SPACE Lab - Boston University

Systems Databases Static Analysis

Applications must abide by a variety of security, privacy, and data use policies. These policies may reflect business requirements, codify end-user terms of service, or reflect requirements from data protection laws, such as the GDPR.

Currently, applications developers often rely on ad-hoc approaches to achieve this. For example, by adding explicit policy checks or implicitly reflecting these requirements in their code. However, this approach is error-prone and tedious and often causes serious violations that result in reputation harms or heavy fines.

The goal of this research direction is to assist application developer in ensuring their applications meet their desired policies. We achieve this by building new off-the-shelf systems and abstractions, such as databases, distributed systems, web frameworks, and compilation toolchains, that provide compliance and enforcement guarantees by design. We carefully design these systems to be easy to use, expressive, and efficient.

Scalable web applications are built on complex distributed architectures using remote and micro services, which makes privacy and security properties hard to reason about. This leads to oversight, inconsistent enforcement and data leaks. Existing enforcement and compliance solutions fail to accommodate needs of common distributed deployments, such as flexibility and performance.

Tahini is a framework that provides end-to-end policy enforcement in distributed applications. It builds on local process-level enforcement systems, such as Sesame, and extends their enforcement guarantees to the entire distributed application end-to-end.

Tahini upholds end-to-end guarantees while keeping services decoupled by providing a safe and explicit policy transformation abstraction, and a lightweight, non-intrusive attestation protocol that ensures that caller-approved policy configurations are used by the remote servers at runtime.

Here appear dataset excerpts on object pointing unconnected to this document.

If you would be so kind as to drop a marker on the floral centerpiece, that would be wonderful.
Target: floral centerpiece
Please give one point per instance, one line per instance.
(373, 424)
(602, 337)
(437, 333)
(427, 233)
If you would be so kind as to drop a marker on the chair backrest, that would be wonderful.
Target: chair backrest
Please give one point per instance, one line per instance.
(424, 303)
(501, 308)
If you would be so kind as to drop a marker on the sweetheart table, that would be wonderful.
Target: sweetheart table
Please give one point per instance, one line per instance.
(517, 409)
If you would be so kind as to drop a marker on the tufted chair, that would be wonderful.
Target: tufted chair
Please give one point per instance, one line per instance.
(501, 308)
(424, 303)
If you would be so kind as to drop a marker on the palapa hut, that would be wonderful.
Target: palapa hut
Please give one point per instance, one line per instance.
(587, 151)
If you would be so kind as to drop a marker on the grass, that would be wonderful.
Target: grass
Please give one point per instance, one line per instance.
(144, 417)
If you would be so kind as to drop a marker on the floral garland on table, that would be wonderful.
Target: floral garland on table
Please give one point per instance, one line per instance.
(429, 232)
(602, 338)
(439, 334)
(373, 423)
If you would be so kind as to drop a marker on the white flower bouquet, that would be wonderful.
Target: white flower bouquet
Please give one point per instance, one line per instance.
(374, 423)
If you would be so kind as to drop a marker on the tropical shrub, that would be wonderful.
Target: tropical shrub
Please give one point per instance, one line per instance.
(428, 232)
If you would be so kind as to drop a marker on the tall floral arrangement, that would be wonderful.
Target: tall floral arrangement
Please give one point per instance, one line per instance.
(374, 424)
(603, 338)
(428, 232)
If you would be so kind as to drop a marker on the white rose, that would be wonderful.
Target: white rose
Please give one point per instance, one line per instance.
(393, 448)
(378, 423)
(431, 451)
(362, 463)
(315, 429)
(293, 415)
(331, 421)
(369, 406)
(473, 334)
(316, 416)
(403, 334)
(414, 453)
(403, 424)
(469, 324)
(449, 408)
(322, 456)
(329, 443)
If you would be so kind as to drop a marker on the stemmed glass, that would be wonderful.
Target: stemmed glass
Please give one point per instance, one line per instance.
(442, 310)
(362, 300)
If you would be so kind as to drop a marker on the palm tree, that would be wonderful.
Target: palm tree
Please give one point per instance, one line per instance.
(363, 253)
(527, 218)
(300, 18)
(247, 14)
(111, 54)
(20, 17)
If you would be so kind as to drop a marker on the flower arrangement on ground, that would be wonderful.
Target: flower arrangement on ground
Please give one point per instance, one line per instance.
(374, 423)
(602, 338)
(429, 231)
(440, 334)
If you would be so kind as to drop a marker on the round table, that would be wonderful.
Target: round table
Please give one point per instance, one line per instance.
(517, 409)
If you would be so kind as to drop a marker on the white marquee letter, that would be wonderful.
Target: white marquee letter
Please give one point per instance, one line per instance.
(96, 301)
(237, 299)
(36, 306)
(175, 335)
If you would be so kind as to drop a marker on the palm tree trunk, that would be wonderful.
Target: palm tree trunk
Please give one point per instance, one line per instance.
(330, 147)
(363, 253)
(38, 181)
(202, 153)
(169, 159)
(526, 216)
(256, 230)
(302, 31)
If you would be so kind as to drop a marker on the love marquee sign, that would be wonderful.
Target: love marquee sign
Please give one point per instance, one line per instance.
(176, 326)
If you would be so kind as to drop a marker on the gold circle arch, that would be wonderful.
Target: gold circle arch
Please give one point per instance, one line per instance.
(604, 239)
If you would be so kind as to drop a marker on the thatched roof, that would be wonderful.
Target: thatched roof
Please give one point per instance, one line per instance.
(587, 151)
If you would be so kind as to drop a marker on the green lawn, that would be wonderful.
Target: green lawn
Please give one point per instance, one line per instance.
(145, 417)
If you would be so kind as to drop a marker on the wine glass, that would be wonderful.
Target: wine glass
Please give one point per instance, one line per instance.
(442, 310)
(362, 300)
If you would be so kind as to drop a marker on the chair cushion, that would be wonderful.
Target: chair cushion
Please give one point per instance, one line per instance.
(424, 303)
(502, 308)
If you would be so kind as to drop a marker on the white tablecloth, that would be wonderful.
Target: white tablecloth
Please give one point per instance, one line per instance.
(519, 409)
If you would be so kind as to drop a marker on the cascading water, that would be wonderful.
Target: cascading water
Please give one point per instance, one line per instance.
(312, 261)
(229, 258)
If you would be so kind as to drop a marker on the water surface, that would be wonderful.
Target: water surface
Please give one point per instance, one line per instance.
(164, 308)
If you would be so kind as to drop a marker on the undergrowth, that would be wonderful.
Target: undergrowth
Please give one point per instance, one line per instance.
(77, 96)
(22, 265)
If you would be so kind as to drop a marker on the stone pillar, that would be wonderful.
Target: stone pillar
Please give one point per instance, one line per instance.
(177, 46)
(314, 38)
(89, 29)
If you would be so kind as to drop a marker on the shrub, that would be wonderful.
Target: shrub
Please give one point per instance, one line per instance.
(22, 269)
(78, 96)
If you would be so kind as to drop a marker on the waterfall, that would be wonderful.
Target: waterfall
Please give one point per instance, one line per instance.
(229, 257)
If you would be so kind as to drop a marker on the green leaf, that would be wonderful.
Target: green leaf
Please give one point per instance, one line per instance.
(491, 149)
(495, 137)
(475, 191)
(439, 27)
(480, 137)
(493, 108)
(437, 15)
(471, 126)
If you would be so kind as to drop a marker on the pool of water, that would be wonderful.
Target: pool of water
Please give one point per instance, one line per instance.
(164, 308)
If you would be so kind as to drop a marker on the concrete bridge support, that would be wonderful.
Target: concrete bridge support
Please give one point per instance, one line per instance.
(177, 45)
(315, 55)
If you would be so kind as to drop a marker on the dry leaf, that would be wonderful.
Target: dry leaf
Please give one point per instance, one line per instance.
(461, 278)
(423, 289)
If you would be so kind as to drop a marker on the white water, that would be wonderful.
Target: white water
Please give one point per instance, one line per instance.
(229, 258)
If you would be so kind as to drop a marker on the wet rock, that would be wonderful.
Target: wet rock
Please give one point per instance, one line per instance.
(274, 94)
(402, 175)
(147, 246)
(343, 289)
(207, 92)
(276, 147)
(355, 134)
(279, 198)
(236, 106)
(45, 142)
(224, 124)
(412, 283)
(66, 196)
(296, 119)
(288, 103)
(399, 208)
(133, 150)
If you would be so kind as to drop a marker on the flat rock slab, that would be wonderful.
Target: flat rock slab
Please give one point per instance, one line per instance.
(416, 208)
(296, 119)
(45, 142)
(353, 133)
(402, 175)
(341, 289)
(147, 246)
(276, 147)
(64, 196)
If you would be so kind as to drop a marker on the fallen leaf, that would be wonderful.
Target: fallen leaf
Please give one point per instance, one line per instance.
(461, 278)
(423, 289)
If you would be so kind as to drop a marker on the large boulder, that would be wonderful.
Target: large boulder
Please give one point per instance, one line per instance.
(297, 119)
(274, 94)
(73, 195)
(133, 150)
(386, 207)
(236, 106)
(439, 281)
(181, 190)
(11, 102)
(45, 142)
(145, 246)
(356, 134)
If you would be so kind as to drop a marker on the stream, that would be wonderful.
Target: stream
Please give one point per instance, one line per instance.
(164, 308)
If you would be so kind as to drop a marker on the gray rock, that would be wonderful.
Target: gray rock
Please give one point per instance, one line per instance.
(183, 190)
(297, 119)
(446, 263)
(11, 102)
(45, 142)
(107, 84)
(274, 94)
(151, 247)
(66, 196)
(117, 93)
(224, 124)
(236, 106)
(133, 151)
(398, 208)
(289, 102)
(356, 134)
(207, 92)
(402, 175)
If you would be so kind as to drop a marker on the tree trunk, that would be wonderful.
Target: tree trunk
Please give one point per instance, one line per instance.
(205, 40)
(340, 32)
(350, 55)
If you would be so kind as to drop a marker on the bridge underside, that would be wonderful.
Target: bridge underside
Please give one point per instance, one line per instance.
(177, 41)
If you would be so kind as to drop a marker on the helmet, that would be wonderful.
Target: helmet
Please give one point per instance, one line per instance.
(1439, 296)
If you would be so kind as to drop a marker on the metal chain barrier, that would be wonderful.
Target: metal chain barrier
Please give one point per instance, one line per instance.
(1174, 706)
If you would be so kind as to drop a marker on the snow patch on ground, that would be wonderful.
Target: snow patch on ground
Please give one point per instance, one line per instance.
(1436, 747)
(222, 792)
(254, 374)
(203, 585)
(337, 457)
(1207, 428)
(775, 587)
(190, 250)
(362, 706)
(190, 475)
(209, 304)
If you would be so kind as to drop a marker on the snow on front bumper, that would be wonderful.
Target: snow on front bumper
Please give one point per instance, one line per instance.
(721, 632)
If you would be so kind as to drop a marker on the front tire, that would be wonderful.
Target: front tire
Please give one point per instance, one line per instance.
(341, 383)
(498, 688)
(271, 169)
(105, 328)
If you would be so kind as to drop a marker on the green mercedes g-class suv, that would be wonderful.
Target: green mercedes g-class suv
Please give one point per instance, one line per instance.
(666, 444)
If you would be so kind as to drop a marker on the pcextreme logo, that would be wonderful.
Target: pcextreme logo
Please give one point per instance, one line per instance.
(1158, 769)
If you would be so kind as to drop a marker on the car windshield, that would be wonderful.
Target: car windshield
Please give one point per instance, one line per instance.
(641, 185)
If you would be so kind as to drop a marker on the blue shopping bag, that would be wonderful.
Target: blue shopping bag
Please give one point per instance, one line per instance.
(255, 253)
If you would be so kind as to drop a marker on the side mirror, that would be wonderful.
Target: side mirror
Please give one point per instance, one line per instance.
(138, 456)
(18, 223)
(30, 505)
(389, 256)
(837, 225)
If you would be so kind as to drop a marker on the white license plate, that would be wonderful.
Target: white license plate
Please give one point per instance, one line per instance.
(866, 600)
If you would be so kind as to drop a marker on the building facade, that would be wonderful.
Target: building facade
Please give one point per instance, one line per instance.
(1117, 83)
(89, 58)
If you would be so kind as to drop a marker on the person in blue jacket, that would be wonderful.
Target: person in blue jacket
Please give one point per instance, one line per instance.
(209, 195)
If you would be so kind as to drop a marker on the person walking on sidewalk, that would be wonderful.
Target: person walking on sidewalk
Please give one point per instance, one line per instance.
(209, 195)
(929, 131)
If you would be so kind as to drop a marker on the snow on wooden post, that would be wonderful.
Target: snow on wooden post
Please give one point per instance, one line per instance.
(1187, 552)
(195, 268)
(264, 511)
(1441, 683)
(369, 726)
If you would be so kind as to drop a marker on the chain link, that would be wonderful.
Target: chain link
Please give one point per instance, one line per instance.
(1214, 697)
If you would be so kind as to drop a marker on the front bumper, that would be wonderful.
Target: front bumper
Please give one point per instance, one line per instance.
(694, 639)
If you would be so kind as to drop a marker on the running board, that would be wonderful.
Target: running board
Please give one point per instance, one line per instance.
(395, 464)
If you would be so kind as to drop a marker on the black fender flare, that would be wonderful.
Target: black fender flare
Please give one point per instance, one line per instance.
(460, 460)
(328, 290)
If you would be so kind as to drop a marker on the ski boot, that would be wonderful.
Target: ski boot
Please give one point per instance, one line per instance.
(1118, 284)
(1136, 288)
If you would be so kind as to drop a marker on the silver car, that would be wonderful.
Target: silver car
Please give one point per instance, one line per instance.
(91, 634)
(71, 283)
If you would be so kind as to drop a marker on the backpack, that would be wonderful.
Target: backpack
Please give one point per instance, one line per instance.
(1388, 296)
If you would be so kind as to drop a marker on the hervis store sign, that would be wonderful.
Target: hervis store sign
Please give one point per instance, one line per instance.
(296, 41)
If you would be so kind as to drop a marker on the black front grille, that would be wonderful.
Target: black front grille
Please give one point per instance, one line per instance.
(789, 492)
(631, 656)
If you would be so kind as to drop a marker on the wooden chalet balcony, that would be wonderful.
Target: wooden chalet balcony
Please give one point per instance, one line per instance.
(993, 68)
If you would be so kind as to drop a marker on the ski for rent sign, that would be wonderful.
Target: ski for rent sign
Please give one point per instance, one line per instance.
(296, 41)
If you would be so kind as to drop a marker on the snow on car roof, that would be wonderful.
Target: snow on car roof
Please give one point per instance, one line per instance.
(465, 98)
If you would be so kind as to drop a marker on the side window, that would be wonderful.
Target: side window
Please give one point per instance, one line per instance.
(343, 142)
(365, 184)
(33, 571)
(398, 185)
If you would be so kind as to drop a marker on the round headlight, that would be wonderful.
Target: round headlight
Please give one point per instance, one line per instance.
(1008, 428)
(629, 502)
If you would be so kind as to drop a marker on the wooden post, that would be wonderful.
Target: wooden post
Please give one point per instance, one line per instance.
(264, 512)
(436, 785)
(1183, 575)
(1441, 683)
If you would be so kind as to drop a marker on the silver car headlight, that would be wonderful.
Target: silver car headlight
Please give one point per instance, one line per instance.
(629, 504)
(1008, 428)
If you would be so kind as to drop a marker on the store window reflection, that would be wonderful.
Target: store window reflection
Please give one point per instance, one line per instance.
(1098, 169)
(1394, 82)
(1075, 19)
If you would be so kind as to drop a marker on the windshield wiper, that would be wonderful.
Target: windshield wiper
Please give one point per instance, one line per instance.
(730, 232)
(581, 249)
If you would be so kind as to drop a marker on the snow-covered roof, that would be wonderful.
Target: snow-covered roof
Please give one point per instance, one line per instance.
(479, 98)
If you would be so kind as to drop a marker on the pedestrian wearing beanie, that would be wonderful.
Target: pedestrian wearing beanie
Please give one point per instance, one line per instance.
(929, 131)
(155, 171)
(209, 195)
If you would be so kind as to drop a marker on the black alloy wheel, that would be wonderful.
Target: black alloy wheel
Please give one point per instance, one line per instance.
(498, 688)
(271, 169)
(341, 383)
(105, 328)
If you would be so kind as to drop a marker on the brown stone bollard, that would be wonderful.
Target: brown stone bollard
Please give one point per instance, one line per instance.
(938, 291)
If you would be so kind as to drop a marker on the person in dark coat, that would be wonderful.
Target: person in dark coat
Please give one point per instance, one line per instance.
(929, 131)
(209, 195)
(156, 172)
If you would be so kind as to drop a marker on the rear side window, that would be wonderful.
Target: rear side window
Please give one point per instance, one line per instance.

Systems like Resin and Sesame track policies and data within the application process and ensure data leaves the process only when the policy allows it. This works well for simple applications, but is not ideal for applications where data leaves the boundary of a process (but not the application) frequently. For example, when the application uses frequently uses underlying databases or processing systems to store and query data.

We aim to extend the protections of policy enforcement systems to the entire application, including databases and query engines, rather than just a single application process. This provides stronger guarantees, ensures policies are persisted along its data for long-term storage, and radically improves ergonomics for application developers.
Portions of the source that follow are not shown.